Call it “bad luck”. Call it the “X factor”. Call it whatever you want. The purchase and implementation of health information technology (HIT) continues to exist in a domain that reminds me of the Wild West. Years ago, I experienced this dark corner from both sides of the equation. While working for a large specialty practice it became obvious that the costs of adequate training and necessary interfaces were not included in the initial HIT agreement. Years later, while working as an implementation Project Manager for a large ambulatory vendor, it often fell to me to deliver the bad news to a practice that what they “assumed” had been part of the agreement was not there. Rarely, if ever, did I see an agreement that was truly “soup to nuts”. This is especially true for large complex systems. Currently, it is almost impossible to predict an accurate timeline or to know the final cost of the large-scale purchase and implementation of HIT. A signed agreement can become the rope that drags a hospital or health care system down a rabbit hole that can end careers, force layoffs and saddle the purchasers with unexpected costs and possible bankruptcy.

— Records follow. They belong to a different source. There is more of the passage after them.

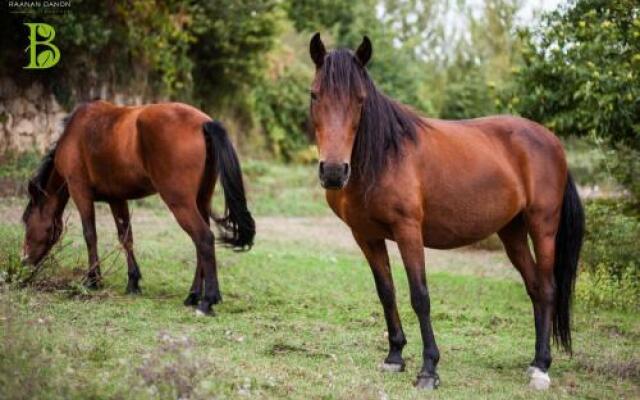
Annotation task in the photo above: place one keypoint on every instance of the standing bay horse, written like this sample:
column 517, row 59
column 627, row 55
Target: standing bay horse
column 392, row 174
column 113, row 154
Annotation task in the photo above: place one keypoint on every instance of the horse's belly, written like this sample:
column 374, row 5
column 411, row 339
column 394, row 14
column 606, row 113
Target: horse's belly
column 122, row 184
column 456, row 224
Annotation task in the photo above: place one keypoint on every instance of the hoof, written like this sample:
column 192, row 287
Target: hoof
column 389, row 367
column 204, row 309
column 538, row 379
column 427, row 381
column 217, row 299
column 192, row 300
column 134, row 290
column 92, row 284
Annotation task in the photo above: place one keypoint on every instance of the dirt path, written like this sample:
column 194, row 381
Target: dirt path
column 327, row 232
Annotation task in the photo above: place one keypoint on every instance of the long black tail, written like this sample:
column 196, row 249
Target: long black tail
column 568, row 245
column 236, row 225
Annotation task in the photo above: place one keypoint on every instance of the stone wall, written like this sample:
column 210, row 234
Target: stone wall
column 30, row 118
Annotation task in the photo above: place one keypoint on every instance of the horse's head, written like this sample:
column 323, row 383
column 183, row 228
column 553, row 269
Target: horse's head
column 338, row 93
column 43, row 215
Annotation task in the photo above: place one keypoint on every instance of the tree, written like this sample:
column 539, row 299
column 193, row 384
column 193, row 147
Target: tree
column 581, row 76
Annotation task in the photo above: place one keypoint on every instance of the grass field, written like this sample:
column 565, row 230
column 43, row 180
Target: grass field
column 300, row 317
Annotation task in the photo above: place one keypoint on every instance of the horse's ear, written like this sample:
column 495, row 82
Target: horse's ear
column 363, row 54
column 317, row 50
column 33, row 190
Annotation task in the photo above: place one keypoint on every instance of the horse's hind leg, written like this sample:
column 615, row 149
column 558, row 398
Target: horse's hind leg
column 376, row 253
column 204, row 206
column 120, row 212
column 538, row 279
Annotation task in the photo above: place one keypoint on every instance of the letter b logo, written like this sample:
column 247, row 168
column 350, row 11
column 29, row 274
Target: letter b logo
column 46, row 58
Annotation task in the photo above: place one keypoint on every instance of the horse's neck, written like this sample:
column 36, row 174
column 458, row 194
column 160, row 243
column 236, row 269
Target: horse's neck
column 57, row 192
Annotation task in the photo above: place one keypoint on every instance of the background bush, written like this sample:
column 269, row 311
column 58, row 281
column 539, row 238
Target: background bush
column 611, row 255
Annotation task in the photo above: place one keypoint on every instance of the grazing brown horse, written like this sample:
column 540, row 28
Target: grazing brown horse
column 113, row 154
column 392, row 174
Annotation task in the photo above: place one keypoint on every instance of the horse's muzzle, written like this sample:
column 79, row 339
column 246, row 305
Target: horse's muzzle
column 333, row 176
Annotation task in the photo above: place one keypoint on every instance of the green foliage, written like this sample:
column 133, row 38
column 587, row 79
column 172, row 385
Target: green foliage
column 611, row 253
column 232, row 40
column 19, row 166
column 480, row 70
column 581, row 76
column 281, row 106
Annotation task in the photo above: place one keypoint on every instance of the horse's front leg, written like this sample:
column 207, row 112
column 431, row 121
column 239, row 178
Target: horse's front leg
column 84, row 203
column 121, row 216
column 408, row 235
column 376, row 253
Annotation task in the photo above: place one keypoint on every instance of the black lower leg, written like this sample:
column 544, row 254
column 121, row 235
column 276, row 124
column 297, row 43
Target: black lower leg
column 133, row 285
column 195, row 294
column 428, row 377
column 397, row 340
column 208, row 264
column 542, row 316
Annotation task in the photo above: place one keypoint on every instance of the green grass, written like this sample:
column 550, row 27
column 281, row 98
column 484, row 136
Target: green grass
column 299, row 320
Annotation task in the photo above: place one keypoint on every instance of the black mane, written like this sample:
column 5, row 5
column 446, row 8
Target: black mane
column 384, row 123
column 36, row 186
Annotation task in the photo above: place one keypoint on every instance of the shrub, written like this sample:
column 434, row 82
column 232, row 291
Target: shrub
column 611, row 267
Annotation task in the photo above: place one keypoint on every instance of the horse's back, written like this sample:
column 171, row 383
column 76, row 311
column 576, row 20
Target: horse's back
column 113, row 148
column 479, row 174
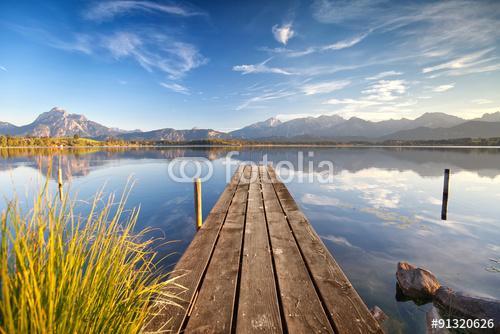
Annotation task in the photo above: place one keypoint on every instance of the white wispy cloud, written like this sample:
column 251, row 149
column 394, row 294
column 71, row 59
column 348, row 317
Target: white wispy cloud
column 482, row 101
column 385, row 90
column 361, row 103
column 342, row 44
column 155, row 51
column 175, row 87
column 107, row 10
column 267, row 96
column 384, row 75
column 468, row 60
column 327, row 11
column 283, row 33
column 260, row 68
column 427, row 30
column 324, row 87
column 443, row 88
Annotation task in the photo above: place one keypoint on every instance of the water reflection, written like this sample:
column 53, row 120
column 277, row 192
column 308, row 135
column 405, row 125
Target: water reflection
column 381, row 206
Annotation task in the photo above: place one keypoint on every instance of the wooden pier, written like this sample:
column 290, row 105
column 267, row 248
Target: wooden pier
column 256, row 265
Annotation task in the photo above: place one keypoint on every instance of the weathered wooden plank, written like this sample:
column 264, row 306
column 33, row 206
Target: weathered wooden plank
column 190, row 268
column 346, row 308
column 214, row 306
column 302, row 308
column 258, row 309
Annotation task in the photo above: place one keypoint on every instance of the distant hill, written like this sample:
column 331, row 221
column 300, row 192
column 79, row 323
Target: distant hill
column 59, row 123
column 174, row 135
column 470, row 129
column 334, row 127
column 429, row 126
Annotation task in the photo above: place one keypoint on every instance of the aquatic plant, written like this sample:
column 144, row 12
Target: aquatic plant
column 64, row 273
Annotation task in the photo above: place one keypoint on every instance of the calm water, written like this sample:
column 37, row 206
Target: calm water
column 380, row 206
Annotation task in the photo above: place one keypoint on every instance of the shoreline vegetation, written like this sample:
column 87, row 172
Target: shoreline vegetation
column 65, row 273
column 77, row 142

First, a few painful examples from the battlefront:
A huge project to modernize medical record-keeping for California prison inmates has more than doubled in cost from original estimates, to nearly $400 million in just three years
The purchase of a comprehensive system can easily cost hundreds of millions of dollars and has been known to exceed one billion dollars. It is not usual for the timeline of implementation to take 3 or more years. Unexpected technical issues, training costs, and the fact that a vendor is often forced to compete based on the lowest quote can contribute to an initial agreement that does not fully represent reality. It is not the cost of the technology and implementation that is the issue, it is the misunderstanding and subsequent shock of unexpected delays and additional unforeseen technical requirements that can cause the rabbit hole to open. And when that occurs, anything can happen including layoffs, major charge capture disruption, and on occasion, bankruptcy. Here are six hospitals that have been damaged financially due to EHR costs. The purchase and implementation of a large system can cause such disruption that the leadership of a system can be totally ripped apart. Here are but two examples: Denver Health CIO, COO quit and CEO, CIO resign amidst ‘aggressive’ EHR rollout. So, this is serious business. Perhaps the most serious as a hospital can become trapped in a death spiral. Based on what is being reported in the media I do not believe this is an exaggeration.
With so much at risk, what can a hospital or health system do to limit exposure? Well, first realize that you will be at risk. Second, do not proceed until you have experienced advocates in the process supporting your due diligence. From contract negotiation to the inclusiveness of the agreement you want seasoned expertise on your side. Without that you are flying blind and are headed for the rabbit hole. We will continue to hear these horror stories. The current environment makes it extremely likely this dark corner will not be going away. The greatest risk of all is to be in denial of the complex and critical issues.
There are lessons to be learned from those that have gone before. Forewarned is forearmed but sometimes even that is not enough. Beware of the rabbit hole.